Wednesday, March 13, 2013

What I Read: The Daughter of Smoke and Bone by Laini Taylor

The Daughter of Smoke and Bone is the first in a trilogy and the first I've read by Laini Taylor. I definitely want to go back and read her Lips Touch: Three Times, a National Book Award Finalist. Let me tell you, she does some very fancy footwork with the plot in this tome and it is genius. Genius! I am so glad that I went ahead and reserved the second one at the library so I can begin it immediately.


"She tastes like nectar and salt. Nectar and salt and apples. Pollen and stars and hinges. She tastes like fairy tales. Swan maiden at midnight. Cream on the tip of a fox's tongue. She tastes like hope."


This novel is about a human girl named Karou, living a sort of gypsy life, but temporarily settled in modern day Prague, Czech Republic. She has no memory of her parents or where she came from, just that she was raised by Chimaera, a conglomerate of various races of supernatural human/animal hybrids from another realm who consort with humans on the fringes of society conducting secret business to which she is not privy. She is tough, curious, and independent. She is an artist and and she has been trained in the martial arts. She's seventeen years old, but she feels older and more mature. Her character development is perfect and I at once believed that she is was teenager and that she wasn't. I was so curious to know about her past. 

Illustration of Karou by Jim Di Bartolo. Via Smoke and Bone Wiki.

"A bruxis. That was the one wish more powerful than a gavriel, and its trade value was singular: The only way to purchase one was with one's own teeth. All of them, self-extracted."

Karou was primarily raised by a Chimaera shopkeeper of sorts who deals in the business of teeth and wishes. Meaning, people will bring him teeth, both animal and human, and he pays them in wishes. Karou sometimes assists in these trades by acting as messenger and picking up teeth from various trusted suppliers around the world. Karou has no idea for what the Chimaera use the teeth even though she had witnessed some of the harvesting. One pickup assignment takes her to a market in Marrakesh, where she comes face to face with Akiva. 

"Enemy. Enemy. Enemy. The knowledge pounded through her on the rhythm of her heartbeat: the fire-eyed stranger was the enemy... She was caught between the urge to flee and the fear of turning her back on him."

The Chimaera have been in a war with angels, the Seraphim, for millennia and even though neither side remembers why they are fighting and their legends blame the others, natch, they still battle in the name of vengeance. The Chimaera think the Seraphim are narcissistic overlords and the Seraphim believe the Chimaera to be dim-witted beasts. Anyway, events are set in motion that thrust Karou to the center of this age-old disagreement. She learns about her past and the value of magic, hope, and wishes.

In one description of Chimaera they are likened to figures from a Hieronymous Bosch painting.

"...and when he turned away she experienced a sudden unspooling, like the snap of a cable and all her restraints giving way, and she couldn't bear it anymore."

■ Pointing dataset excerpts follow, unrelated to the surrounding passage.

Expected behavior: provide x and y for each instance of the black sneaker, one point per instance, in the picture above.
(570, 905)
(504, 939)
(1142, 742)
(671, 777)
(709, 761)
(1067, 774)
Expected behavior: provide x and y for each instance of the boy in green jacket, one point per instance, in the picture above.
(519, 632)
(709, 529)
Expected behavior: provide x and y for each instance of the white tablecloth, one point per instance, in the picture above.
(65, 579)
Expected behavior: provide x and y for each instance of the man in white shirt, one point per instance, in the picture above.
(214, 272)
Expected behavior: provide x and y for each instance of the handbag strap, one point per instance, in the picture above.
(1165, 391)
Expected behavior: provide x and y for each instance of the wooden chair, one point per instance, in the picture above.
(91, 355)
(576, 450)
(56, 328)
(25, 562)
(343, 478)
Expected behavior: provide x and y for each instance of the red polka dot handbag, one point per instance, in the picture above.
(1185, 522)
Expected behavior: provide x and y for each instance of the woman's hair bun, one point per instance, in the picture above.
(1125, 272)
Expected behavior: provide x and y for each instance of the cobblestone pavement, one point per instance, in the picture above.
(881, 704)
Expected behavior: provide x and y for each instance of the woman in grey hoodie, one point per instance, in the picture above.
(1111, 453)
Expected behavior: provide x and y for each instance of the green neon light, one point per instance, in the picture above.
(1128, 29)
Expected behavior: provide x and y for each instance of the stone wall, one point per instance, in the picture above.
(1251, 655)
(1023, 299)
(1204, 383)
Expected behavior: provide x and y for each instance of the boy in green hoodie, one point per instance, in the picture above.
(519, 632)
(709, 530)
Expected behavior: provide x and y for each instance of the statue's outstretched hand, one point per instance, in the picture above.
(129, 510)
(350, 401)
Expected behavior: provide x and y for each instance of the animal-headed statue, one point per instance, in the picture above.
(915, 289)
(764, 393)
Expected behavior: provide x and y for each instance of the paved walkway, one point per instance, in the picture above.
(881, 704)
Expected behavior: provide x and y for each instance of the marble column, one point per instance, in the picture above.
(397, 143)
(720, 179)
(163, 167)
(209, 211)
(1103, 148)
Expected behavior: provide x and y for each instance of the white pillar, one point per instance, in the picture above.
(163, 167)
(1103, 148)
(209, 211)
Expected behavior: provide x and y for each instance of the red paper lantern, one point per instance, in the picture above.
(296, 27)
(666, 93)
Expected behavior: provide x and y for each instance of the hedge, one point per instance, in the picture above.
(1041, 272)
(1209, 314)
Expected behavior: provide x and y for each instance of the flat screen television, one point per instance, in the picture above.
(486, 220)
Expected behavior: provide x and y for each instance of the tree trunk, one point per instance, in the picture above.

Both the writing and the storytelling in this book are impeccable. The plot took some really unexpected turns, especially near the end, but they all work. It seems like a tired old trope that two people from opposing sides of a deep-seated* and ill-remembered squabble would fall in love. Star-crossed lovers, if you will. But Taylor manages to tell the story in a way that is entirely new and fresh. And heartbreaking. Actually, it is really trite to describe the story this way. There is much more to it that that and after reading only the first book in a planned trilogy I am feeling a little hesitant to define it in these terms. I felt seriously jolted at the end. Pleasantly discomforted. Is that a thing?

Text I sent to my girl Lacey immediately upon finishing.
Have you read this? What did you think? Do you like young adult urban fantasy as much as I apparently do? Care to make any recommendations? Are you excited for the movie?

*I had to look this term up. I say it all the time, but had never written it out and was unsure if the correct term was deep-seated or deep-seeded. I am inclined to use deep-seated, like an idea or feeling that is seated deep in your being. But deep-seeded makes sense too, like firmly-rooted. Thankfully, Grammarist was able to settle my deep-seated internal debate by stating that the Oxford English Dictionary defines it as "having its seat far beneath the surface." Language Log has a good discussion of the confusion, humorously, in my humble opinion, citing Fox News as using it incorrectly.

P.S.: On a separate note, I learned in this book that shark fetuses will compete in the womb and cannibalize each other. I had never heard this before and thought it was morbidly, gruesomely fascinating, albeit evolutionarily counter-productive. Or is it properly Darwinian? When I told Donnie he was like, "duh, everybody knows that." Maybe if you are terrified of sharks a shark enthusiast like him. It is called intrauterine cannibalism. You can read about it here and here. In honor of my learning this new fact I will leave you with a new word for your vocab: Adelphophagy: eating one's own brother. You're welcome and I hope you have no other occasion to use it besides when discussing baby cannibal sharks.